The rise of AI and its expansion into business-critical processes transform organizations – and creates new risks.
What if attackers manipulate AI features or steal data?
While risks and mitigation measures are highly organization-specific, the threats are generic.
They apply to all organizations using already AI or planning to do so in the future.
While the AI domain is new to many risks and security specialists, the questions driving through any assessment process are the typical ones (Figure 1):
Which threat actors have the interest to harm an organization, in this context, by attacking its AI capabilities? What is their objective?
What physical or digital AI-related objects and concepts – the AI-related assets – might threat actors attack?
What are potential attack or threat scenarios?
Figure 1: Understanding AI-related threats – the big picture
The seven threat actors
Well-known threat actors are script kiddies, professional cybercriminals, and foreign intelligence services. They are in everybody’s mind when cyberattacks are in the news today.
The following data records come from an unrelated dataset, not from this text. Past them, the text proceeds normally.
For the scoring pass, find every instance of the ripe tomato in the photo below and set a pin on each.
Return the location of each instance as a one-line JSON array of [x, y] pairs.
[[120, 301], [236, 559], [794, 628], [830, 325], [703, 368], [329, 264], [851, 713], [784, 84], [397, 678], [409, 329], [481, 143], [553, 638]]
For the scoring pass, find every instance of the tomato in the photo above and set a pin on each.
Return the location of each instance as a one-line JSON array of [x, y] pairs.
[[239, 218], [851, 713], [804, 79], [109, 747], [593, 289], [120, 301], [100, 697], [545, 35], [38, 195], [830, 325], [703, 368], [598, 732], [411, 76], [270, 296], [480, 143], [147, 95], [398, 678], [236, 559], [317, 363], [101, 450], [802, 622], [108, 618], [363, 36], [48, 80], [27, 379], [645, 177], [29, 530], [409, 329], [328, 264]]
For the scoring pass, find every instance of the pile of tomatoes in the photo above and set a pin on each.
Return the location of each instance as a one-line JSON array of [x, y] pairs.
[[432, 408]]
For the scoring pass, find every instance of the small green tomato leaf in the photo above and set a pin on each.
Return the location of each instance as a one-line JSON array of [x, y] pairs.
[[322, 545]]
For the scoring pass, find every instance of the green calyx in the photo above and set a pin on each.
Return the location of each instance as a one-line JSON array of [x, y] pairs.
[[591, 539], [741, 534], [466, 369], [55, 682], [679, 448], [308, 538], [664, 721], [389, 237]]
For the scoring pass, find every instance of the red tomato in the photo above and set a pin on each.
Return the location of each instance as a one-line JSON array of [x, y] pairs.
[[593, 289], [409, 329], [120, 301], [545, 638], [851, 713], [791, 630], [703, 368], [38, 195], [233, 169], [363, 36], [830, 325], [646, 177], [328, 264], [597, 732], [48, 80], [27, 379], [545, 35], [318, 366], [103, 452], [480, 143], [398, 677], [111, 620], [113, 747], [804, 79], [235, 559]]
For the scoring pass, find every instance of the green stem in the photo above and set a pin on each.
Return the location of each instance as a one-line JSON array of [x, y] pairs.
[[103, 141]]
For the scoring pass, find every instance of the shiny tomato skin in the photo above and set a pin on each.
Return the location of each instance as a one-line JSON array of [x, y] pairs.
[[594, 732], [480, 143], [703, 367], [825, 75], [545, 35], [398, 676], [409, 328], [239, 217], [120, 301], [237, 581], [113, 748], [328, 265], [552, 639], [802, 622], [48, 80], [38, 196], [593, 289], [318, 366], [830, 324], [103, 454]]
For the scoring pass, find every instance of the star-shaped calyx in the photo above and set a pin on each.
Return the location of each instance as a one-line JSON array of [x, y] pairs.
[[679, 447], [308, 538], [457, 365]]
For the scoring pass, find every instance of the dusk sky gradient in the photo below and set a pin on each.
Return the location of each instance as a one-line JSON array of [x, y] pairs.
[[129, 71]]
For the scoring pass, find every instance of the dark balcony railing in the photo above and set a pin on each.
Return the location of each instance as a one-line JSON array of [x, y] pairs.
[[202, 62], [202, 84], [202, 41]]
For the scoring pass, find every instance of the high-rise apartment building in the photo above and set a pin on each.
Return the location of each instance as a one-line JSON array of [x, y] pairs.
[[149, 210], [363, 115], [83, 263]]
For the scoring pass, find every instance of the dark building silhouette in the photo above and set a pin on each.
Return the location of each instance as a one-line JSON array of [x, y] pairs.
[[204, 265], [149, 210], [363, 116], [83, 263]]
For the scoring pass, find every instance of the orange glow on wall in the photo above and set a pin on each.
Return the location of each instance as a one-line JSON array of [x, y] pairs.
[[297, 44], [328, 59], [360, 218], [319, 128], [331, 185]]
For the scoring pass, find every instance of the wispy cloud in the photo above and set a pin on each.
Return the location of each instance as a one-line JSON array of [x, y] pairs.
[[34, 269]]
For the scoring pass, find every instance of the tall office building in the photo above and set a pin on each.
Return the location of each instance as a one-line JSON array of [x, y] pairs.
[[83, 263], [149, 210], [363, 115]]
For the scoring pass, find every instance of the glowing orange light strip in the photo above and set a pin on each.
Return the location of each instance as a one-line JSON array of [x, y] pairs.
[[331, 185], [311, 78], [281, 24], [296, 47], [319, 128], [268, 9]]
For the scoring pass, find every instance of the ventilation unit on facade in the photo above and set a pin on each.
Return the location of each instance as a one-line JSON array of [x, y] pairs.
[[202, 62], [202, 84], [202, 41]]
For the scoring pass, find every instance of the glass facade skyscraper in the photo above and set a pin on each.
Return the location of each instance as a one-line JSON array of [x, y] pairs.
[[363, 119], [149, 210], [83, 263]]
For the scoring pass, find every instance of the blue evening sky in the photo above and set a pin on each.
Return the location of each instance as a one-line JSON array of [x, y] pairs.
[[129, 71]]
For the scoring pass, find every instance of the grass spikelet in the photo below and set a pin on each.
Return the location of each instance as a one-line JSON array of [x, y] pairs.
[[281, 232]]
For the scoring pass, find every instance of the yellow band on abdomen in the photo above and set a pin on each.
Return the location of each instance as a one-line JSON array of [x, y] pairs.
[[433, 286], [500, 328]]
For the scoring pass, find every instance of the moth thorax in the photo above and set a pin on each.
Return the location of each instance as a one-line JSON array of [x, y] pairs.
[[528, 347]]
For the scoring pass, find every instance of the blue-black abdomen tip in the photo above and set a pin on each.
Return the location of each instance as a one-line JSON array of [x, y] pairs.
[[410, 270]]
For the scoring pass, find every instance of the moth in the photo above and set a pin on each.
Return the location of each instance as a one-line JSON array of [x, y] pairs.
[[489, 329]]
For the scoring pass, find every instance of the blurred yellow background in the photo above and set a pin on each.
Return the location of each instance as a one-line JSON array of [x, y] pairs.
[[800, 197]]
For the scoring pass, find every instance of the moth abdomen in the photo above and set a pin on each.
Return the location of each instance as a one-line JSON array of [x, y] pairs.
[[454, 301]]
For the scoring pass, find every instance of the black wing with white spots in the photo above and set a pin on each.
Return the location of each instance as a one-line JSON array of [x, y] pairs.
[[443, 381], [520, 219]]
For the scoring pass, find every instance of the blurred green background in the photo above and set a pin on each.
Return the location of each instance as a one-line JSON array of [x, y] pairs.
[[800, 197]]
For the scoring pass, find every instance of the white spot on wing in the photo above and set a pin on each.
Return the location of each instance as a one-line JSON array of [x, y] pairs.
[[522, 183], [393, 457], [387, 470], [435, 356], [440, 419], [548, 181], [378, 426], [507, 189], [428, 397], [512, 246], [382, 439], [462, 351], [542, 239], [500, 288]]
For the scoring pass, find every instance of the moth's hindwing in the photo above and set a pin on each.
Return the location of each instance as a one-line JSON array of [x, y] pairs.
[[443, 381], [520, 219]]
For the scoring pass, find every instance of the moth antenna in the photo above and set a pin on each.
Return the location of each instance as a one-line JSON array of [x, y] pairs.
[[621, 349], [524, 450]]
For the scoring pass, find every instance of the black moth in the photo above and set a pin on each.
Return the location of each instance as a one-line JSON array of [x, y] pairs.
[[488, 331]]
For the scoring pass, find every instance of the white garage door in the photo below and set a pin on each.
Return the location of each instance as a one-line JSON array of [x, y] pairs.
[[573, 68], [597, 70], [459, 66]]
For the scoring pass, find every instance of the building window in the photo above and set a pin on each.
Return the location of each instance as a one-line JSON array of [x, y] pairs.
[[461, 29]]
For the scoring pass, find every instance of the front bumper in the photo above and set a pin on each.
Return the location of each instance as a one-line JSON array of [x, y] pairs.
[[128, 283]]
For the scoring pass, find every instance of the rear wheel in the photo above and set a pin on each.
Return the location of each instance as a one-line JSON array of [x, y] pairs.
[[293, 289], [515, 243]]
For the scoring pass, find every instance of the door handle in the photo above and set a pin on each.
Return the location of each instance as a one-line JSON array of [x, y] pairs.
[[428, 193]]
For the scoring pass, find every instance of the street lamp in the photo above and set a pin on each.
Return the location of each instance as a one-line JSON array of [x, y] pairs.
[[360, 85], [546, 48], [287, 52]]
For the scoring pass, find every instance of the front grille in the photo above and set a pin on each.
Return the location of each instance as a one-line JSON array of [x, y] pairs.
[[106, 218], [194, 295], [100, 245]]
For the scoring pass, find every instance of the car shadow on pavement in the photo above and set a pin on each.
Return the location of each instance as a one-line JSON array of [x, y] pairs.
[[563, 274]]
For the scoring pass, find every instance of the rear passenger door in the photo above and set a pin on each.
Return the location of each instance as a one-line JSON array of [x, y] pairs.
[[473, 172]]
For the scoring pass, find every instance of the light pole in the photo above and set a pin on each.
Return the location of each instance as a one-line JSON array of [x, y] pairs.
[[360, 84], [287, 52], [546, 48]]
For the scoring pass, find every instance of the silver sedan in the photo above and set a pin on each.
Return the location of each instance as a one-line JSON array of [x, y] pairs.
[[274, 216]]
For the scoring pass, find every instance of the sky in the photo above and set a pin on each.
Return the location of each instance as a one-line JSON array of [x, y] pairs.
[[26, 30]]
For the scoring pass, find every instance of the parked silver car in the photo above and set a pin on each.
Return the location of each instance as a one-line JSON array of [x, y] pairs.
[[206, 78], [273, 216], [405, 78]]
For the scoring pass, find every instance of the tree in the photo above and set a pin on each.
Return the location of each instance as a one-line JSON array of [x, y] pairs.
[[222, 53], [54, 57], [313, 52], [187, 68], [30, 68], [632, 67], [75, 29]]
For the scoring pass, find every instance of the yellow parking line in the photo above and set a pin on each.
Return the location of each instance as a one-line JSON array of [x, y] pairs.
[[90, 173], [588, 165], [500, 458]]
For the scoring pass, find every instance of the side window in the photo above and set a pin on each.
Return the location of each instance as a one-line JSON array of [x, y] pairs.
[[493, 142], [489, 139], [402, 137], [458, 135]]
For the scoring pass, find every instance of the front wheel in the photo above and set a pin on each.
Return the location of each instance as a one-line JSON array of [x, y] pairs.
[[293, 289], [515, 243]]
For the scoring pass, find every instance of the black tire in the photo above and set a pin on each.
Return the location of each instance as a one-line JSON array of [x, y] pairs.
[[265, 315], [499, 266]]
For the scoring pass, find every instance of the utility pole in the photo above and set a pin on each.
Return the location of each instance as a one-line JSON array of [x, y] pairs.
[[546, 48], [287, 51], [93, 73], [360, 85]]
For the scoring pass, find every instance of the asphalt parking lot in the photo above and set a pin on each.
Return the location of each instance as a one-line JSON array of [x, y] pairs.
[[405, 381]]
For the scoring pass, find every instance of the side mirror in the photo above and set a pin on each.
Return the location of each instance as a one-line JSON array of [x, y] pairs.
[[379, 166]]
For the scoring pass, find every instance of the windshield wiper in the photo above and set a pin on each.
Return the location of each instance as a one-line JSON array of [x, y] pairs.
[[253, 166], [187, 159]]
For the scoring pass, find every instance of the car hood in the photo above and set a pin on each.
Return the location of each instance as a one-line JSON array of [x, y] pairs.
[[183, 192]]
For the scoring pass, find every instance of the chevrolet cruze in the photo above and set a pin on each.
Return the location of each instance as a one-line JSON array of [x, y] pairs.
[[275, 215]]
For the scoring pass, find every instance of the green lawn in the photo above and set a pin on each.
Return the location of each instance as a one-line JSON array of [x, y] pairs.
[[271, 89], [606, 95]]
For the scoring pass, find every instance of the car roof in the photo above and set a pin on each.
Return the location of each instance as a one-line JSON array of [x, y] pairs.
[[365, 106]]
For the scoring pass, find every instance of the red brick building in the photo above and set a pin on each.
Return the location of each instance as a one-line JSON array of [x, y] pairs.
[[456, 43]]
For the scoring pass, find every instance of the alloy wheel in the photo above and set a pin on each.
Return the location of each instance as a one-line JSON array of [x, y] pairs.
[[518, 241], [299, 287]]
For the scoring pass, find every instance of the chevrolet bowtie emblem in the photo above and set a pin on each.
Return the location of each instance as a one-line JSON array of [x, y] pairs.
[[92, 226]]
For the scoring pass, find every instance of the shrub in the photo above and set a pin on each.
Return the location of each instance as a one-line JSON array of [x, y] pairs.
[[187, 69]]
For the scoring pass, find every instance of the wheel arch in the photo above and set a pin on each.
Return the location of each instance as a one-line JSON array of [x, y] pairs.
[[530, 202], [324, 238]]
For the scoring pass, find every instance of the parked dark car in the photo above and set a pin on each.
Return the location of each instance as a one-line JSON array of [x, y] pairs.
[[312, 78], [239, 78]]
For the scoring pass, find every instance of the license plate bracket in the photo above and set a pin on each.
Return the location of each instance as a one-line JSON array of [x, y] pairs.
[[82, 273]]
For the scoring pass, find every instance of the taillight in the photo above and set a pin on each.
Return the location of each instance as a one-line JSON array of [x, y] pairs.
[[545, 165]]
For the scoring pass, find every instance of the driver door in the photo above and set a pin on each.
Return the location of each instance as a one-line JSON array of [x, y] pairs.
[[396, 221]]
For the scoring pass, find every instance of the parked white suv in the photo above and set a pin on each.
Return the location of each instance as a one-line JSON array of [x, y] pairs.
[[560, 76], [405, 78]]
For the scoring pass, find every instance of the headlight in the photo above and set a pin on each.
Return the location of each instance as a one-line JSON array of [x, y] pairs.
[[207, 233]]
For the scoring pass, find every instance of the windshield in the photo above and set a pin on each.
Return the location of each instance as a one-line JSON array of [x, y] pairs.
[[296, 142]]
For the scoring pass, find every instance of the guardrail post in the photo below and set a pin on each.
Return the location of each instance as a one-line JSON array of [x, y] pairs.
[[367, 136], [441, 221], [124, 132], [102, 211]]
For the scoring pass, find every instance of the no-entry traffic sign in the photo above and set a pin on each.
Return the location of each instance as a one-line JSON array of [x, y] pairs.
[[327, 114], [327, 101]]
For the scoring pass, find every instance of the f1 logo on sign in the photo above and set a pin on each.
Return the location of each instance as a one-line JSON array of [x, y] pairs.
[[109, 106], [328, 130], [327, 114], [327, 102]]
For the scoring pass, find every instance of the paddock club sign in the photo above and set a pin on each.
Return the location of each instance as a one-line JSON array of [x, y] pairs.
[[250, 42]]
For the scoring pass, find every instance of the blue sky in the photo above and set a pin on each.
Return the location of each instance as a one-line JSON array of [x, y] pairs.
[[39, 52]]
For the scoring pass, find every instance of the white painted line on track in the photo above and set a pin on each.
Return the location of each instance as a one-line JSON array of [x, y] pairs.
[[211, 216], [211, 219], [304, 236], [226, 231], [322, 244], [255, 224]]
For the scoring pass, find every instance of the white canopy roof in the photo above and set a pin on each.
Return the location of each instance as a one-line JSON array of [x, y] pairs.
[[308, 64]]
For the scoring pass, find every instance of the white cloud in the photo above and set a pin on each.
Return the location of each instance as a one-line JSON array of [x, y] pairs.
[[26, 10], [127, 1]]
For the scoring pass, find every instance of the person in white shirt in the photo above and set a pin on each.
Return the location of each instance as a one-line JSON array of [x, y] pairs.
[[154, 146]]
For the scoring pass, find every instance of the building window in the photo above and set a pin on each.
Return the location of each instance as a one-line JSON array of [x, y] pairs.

They threaten as well any organization’s AI-related assets, respectively AI-driven business processes and control systems. They aim for stealing intellectual property, blackmailing for ransom, or crashing crucial servers.
These three threat actors are a heterogeneous group when looking at their technical know-how, financial power, and objectives. The types of threat, however, is more extensive and varied. Activists, competitors, partners, and internal employees can be threat actors as well.
When organizations mistreat their employees, some turn against their employers and try to harm them. Furthermore, even good-willing employees make mistakes due to negligence. They do not always follow all security protocols, e.g., because they consider them as inconvenient, unclear, or relevant. Such behavior can result in vulnerabilities. Competitors are natural threat actors since they benefit from illegal activities such as stealing intellectual property or harming ongoing operations. Even partners can be threat actors if they have a hidden agenda. They might want to shift the contracts’ balance to increase their profitability or even secretly plan to enter the market as competitors.
The last threat actor group are the activists. They do not aim for financial benefits but fight against what is, in their eyes, injustice. They want to expose an organization as unprofessional or proof injustice based on the AI models, e.g., if the models discriminate against society subgroups.
The 'Four plus Two' AI-related assets
Asset refers to software, hardware, and data – everything needed for information processing. Four asset types are essential for each organization using AI:
AI models. They help optimizing business processes, oversee assembly lines, control chemical reactors, predict stock market prices, etc. A neural network is a set of parameters and weights or equations. They can be stored in parameter files or are an integral part of application code.
The production system is the software- and hardware system on which the AI model runs. Such a system can be a Java application that contains a single AI model. Alternatively, the production system can be an AI runtime server such as RStudio Server, which executes hundreds of models for dozens of different applications.
Training data is essential for data scientists. They need the data to create and validate AI models.
The training environment on which data scientists create, optimize, and validate the AI models.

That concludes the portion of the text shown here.